Race and gender factors: By race, the poverty rate was lowest for non-Hispanic whites at 9.9%. Blacks had the highest rate at 27.4%, followed by people of Hispanic origin at 26.6%. Asians had a poverty rate of 12.1%. About 14% of men were below the poverty line, compared to 16.2% of women. Families headed by a married couple had only a 6.2% poverty rate, whereas families with a single mother had a 31.6% rate, and families with a single father had a 15.8% rate.
South hit the hardest: For the fifth year in a row, Mississippi households were the poorest in the country, this time with a median income of $37,985. New Hampshire households had the highest median income, at $66,707. Among different regions of the country, the South had the highest poverty rate at 16.9%, while the Northeast had the lowest rate at 12.8%.

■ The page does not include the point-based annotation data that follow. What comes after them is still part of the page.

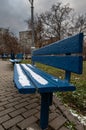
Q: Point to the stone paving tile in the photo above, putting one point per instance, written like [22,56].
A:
[57,122]
[22,112]
[33,127]
[4,118]
[25,123]
[1,128]
[12,122]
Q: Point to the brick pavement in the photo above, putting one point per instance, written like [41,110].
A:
[22,112]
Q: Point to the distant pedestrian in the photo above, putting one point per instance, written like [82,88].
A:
[12,55]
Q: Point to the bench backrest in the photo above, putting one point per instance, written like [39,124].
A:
[65,54]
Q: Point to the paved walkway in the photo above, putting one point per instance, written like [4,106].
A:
[22,112]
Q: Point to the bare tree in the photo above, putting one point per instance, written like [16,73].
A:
[56,20]
[77,24]
[11,42]
[38,30]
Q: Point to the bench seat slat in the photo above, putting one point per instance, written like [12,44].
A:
[23,84]
[69,63]
[46,82]
[69,45]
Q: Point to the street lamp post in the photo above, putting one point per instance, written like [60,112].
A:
[32,22]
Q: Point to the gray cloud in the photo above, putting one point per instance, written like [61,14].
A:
[13,13]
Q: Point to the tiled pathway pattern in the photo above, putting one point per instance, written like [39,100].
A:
[22,112]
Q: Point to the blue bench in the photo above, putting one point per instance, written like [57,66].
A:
[17,59]
[66,55]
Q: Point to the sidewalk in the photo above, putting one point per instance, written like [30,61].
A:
[22,112]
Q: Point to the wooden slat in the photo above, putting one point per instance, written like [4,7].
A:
[53,84]
[19,80]
[69,63]
[70,45]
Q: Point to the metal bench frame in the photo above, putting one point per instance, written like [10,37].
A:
[65,54]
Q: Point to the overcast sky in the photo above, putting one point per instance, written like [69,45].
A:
[13,13]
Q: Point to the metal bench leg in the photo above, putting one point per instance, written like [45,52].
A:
[44,115]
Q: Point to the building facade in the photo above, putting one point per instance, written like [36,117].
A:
[25,40]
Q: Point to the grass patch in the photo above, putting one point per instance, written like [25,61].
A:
[76,99]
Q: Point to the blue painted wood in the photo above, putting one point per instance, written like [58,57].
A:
[69,45]
[22,89]
[53,84]
[44,115]
[69,63]
[46,84]
[19,56]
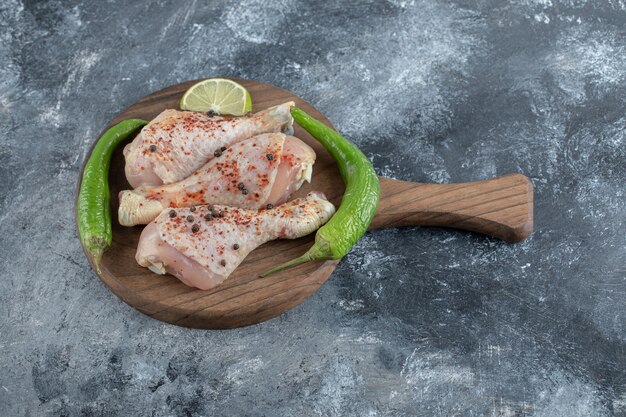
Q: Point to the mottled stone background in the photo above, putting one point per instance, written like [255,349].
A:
[415,321]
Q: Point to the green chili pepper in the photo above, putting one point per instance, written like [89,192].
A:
[93,212]
[358,205]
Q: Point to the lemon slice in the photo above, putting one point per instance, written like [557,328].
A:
[218,95]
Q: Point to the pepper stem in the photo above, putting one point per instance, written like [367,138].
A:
[96,247]
[318,252]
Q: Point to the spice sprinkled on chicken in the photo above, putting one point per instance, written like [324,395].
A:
[243,176]
[177,143]
[205,253]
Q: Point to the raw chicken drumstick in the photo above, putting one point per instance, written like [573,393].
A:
[203,247]
[176,143]
[262,170]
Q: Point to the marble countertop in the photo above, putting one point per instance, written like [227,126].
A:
[414,321]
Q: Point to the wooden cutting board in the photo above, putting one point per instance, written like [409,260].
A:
[501,207]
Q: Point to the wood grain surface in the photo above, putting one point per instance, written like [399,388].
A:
[500,207]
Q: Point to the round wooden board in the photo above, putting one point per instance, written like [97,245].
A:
[243,298]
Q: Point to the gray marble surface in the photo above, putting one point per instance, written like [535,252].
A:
[414,321]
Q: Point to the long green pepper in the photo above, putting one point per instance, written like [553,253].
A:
[358,205]
[93,212]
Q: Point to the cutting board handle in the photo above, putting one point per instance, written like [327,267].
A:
[501,207]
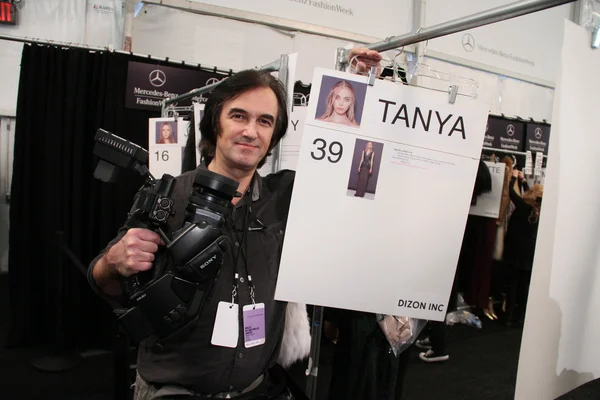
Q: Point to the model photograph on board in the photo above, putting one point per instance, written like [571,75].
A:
[341,101]
[166,132]
[365,169]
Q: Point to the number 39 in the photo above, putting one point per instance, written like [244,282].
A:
[335,149]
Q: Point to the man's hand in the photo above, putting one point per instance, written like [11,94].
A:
[134,252]
[365,59]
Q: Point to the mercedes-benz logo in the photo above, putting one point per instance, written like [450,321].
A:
[468,42]
[510,130]
[157,78]
[212,81]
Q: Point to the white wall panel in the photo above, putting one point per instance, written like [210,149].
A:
[105,23]
[375,18]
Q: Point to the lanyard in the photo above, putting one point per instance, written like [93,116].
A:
[242,249]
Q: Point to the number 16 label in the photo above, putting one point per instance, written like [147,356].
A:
[165,159]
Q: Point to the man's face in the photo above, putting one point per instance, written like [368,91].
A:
[247,124]
[342,100]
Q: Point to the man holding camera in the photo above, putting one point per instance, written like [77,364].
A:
[244,120]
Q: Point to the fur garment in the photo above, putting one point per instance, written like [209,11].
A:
[296,335]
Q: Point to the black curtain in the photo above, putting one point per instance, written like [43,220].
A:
[64,96]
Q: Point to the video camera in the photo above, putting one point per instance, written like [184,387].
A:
[169,298]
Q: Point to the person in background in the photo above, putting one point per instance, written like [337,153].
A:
[519,243]
[435,343]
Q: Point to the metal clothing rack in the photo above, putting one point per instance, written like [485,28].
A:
[72,45]
[483,18]
[280,65]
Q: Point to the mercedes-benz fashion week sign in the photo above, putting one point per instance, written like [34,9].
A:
[382,193]
[504,134]
[524,46]
[537,138]
[148,84]
[378,19]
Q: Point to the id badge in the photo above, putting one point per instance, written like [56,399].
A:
[254,325]
[227,325]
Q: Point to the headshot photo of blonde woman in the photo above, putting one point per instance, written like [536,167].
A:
[341,101]
[166,132]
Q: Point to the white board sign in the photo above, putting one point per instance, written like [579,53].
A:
[372,225]
[290,145]
[526,45]
[488,204]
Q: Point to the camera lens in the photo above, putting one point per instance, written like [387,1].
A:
[213,192]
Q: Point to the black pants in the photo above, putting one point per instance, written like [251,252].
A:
[437,330]
[364,367]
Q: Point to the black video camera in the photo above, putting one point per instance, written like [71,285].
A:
[169,298]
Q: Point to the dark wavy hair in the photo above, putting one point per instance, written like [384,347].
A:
[231,88]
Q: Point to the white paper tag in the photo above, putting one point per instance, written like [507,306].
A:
[528,164]
[227,325]
[539,161]
[254,325]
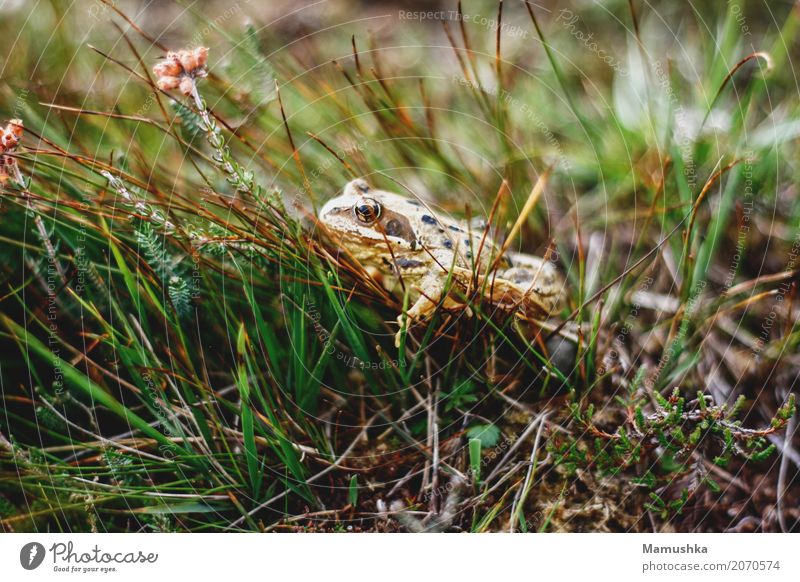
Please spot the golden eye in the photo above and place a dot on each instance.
(367, 210)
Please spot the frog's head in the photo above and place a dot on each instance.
(363, 215)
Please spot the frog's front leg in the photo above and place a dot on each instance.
(431, 290)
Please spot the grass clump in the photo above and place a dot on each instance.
(193, 352)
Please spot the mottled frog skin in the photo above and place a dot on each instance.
(407, 246)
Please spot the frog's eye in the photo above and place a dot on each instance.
(367, 210)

The poverty rate was 13.9% in the Midwest and 15.3% in the West.
The income used to calculate poverty status includes earnings, workman's compensation, unemployment insurance, Social Security, veteran's payments, pensions, interest and dividends, and just about every other source of cash. It does not, however, include capital gains, so, theoretically, millionaires could qualify as poor if they lived solely by selling off investments. Non-cash benefits, such as food stamps or subsidized rents, also do not count as income.
More people are uninsured: The census report also contained data on health insurance, showing people lacking medical benefits climbed to 49.9 million last year, up from 49 million in 2009. Overall, about 16.3% of people in America were uninsured in 2010, statistically unchanged from 2009.